Monday, June 22, 2009

The Forest at Night

The white faced Capuchin monkeys climb high into the trees to settle in for the night. After a long day of leaping from limb to limb--the longest day of the year, today-- they seek safety from the predators awaking below. Actually, a majority of the forest's creatures are becoming active as the cover of night closes in; sloths begin their slow migration, armadillos shuffle blindly from their dens, tarantulas stalk prey from the mouth of their caves, pit vipers unravel and slip to the forest floor to wait for rodents. The cicada's deafening drone gives way to the rhythmic chirps of crickets. Never quiet and never dark-- fireflies flash at regular intervals, while bioluminescent inchworms are seen sporadically. Lightning on the coast adds to the display, illuminating orange and purple clouds in the distance. The greens of the day, ubiquitous in Costa Rica, fade to rich hues of blue and deep, impenetrable black. Hidden somewhere in this blackness lurk the jaguars that grace the covers of books and countless postcards in Costa Rica's gift shops.
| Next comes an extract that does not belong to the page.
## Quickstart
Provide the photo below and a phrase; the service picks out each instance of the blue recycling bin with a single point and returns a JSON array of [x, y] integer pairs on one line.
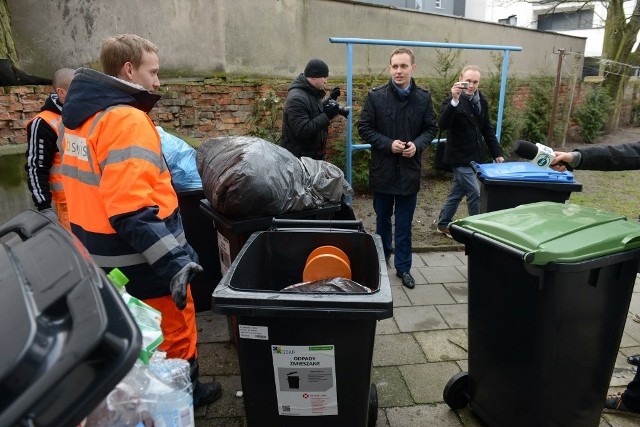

The star of this night, however, is neither rare or creepy, nor cuddly or colorful. The leafcutter ant-- or several million of them-- steal the show with their prodigous work ethic; laboring without stop through the night to serve queen and colony. The smaller ants clean the leaves of parasites and fungal disease, the larger soldier ants guard the colony entrance and protect the workers travelling a hundred feet or more to reach that entrance. The average sized workers, which give the species its name, cut and carry leaves many times their size over huge distances, for the several months they are alive. Deep in the colony (this one was about 18 feet deep and probably the same in diameter) the leaves will incubate a special fungus found only in leafcutter colonies, and its sole source of food.

The fungus cannot exist without the ants, the ants cannot live without this fungus; a whole society is formed around this beautiful relationship. But within a decade, the queen dies and the colony disappears, like so many rays of sunlight beneath the canopy.